Ein komplexes Thema mit klaren Prinzipien
Der Begriff des Baugrundrisikos wird in der Baurechtspraxis häufig diskutiert und mit Mythen umrankt. Das Oberlandesgericht (OLG) München hat in seinem Urteil vom 10.12.2013 (AZ: 28 U 73211 Bau) prägnant dargelegt, welche rechtlichen und tatsächlichen Aspekte bei Baugrundproblemen zu berücksichtigen sind. Unser Fachanwalt für Bau- und Architektenrecht Stefan Didt hat sich in einem abante live zum Baurecht mit dem Urteil befasst und die zentralen Punkte der Entscheidung sowie deren Bedeutung für Auftraggeber und Auftragnehmer beleuchtet.
Hier gelangen Sie zum Video der Besprechung der Entscheidung:
Ein Brunnenbau mit Hindernissen
Der Fall drehte sich um einen Bauauftrag zur Errichtung eines Trinkwasserbrunnens in Bayern. Vorgesehen war eine Trockenbohrung auf eine Tiefe von 75 Metern. Während der Arbeiten kam es zu Schwierigkeiten: Die eingesetzten Hilfsrohre konnten nicht wie geplant entfernt werden. Der Versuch, diese gewaltsam zu lösen, führte zum Bruch der Anlage und zur Unbrauchbarkeit des Brunnens. Der Auftraggeber kündigte daraufhin den Vertrag, beauftragte ein anderes Unternehmen mit der Fertigstellung und machte die Mehrkosten geltend.
Die zentrale Frage des Rechtsstreits lautete: Wer trägt das Risiko für den ungeeigneten Baugrund? Ist der Auftragnehmer für die Schäden und die daraus resultierenden Störungen im Bauablauf verantwortlich, oder liegt das Risiko beim Auftraggeber?

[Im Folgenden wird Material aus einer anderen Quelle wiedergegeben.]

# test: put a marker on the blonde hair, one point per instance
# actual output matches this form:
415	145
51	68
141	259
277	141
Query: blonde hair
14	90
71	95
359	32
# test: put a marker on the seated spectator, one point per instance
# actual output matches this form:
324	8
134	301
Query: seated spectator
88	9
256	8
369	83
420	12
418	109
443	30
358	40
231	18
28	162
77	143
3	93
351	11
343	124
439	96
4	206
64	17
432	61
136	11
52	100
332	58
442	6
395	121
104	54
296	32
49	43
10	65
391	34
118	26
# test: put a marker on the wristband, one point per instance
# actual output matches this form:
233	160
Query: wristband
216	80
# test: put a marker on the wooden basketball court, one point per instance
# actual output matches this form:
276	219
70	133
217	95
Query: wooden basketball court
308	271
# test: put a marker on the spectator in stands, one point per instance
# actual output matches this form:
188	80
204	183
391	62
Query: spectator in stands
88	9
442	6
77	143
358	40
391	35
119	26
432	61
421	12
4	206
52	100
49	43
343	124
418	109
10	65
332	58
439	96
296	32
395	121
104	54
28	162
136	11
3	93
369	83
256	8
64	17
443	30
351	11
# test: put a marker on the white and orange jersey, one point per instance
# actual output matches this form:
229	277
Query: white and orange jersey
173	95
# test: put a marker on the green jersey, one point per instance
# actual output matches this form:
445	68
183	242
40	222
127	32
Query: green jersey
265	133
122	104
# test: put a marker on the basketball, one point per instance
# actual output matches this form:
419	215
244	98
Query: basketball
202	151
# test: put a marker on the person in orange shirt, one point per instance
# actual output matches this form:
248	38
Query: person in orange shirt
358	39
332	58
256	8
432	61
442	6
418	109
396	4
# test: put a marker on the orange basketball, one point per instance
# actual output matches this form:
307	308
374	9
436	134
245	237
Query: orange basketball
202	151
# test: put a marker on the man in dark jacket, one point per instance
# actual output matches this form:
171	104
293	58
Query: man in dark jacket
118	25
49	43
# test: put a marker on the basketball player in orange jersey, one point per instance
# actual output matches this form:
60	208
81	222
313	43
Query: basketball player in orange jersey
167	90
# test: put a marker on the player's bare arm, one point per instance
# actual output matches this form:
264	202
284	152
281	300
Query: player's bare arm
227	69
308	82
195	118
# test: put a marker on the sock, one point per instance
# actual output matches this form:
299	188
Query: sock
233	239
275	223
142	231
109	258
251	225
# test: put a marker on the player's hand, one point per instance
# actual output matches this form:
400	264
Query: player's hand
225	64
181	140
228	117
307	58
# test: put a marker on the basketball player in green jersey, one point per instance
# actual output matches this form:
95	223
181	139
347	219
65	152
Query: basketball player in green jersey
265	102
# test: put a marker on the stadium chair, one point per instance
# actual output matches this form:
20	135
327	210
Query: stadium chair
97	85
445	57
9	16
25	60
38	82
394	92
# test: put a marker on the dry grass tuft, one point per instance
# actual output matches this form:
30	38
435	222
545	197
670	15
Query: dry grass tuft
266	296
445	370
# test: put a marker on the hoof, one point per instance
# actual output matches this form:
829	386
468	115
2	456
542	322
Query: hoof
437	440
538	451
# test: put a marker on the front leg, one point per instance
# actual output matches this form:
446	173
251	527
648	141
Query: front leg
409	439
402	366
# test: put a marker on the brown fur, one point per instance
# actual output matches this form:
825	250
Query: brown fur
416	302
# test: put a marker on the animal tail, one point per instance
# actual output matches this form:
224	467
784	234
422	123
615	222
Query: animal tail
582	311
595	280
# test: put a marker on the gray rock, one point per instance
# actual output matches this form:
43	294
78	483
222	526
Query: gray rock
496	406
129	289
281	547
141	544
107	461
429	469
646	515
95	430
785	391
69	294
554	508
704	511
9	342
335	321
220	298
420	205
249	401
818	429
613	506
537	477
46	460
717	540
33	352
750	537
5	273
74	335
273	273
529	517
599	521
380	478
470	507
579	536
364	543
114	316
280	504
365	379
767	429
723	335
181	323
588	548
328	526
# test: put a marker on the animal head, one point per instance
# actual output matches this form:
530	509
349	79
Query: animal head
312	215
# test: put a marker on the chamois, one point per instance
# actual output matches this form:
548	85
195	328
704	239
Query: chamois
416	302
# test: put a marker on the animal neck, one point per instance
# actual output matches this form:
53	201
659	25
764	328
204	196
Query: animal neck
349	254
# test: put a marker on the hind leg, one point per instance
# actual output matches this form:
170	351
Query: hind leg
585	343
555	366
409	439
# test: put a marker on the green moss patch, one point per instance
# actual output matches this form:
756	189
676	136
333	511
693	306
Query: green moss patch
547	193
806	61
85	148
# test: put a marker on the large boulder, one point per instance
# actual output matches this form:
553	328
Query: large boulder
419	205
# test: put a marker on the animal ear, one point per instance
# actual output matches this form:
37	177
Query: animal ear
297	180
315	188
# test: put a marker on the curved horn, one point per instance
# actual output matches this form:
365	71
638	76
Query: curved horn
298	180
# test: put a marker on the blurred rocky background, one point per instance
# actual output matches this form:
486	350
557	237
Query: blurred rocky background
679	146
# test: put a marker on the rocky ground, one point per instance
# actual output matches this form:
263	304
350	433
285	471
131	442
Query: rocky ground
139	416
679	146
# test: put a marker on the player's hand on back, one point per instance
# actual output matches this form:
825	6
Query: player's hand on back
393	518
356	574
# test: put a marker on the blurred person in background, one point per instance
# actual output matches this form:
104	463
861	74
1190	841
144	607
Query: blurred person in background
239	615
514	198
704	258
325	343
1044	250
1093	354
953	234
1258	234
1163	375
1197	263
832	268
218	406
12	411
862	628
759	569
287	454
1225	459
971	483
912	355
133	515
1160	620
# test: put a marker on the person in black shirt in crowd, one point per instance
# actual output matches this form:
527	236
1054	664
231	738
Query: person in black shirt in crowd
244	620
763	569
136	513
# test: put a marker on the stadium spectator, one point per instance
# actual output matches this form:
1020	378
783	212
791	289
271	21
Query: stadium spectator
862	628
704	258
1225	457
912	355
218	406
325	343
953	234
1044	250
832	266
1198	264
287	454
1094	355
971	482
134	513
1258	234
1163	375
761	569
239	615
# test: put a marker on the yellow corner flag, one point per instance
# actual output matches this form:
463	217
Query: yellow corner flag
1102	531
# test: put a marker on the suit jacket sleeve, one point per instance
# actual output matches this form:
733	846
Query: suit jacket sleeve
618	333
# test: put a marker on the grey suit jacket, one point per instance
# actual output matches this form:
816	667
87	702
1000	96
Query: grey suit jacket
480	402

Klärung durch das OLG München
Das Landgericht München hatte ursprünglich dem Auftraggeber Recht gegeben und den Auftragnehmer zur Zahlung verurteilt. Das OLG München kam in der Berufung jedoch zu einem anderen Ergebnis:
1. Grundsatz des Baugrundrisikos: Das Gericht stellte klar, dass das Baugrundrisiko nicht automatisch dem Auftraggeber zugewiesen wird. Stattdessen ist entscheidend, was vertraglich vereinbart wurde und ob der Auftragnehmer bestimmte Risiken übernommen hat.
2. Individuelle Vertragsgestaltung: Baugrundrisiken können im Rahmen eines Bauvertrags ausdrücklich auf den Auftragnehmer übertragen werden, sofern der Auftraggeber seiner Untersuchungspflicht nachkommt und die relevanten Informationen über den Baugrund transparent macht.
3. AGB-Klausel unwirksam: Im vorliegenden Fall enthielt der Vertrag eine Klausel, die den Auftragnehmer verpflichtete, Bohrungen bei schwierigen Untergrundverhältnissen auf eigenes Risiko durchzuführen. Nach Auffassung des Gerichts ist diese Klausel jedoch unangemessen benachteiligend und damit unwirksam.
4. Kausalität der Pflichtverletzung: Das Gericht betonte außerdem, dass die Pflichtverletzung des Auftragnehmers (abweichende technische Ausführung) nicht kausal für den entstandenen Schaden war. Vielmehr war der ungeeignete Baugrund die Ursache, und dieses Risiko war nicht wirksam auf den Auftragnehmer übertragen worden.
Praktische Konsequenzen für die Vertragsgestaltung
Das Urteil unterstreicht die Bedeutung einer sorgfältigen Vertragsgestaltung und klaren Regelung von Baugrundrisiken. Auftraggeber sollten darauf achten, mögliche Risiken durch gründliche Baugrunduntersuchungen zu identifizieren und transparent zu kommunizieren. Auftragnehmer wiederum sollten darauf achten, ob und in welchem Umfang Baugrundrisiken vertraglich auf sie übertragen werden und diese bei der Angebotskalkulation berücksichtigen.
Fazit: Baugrundrisiko bleibt ein Einzelfallthema
Das OLG München hat deutlich gemacht, dass es kein allgemeines Baugrundrisiko gibt, das automatisch auf den Auftraggeber fällt. Entscheidend sind die vertraglichen Vereinbarungen sowie die konkreten Umstände des Einzelfalls. Dieses Urteil bietet wertvolle Orientierung für alle Beteiligten im Bauwesen und zeigt, wie wichtig eine fundierte rechtliche Prüfung bei Bauprojekten ist.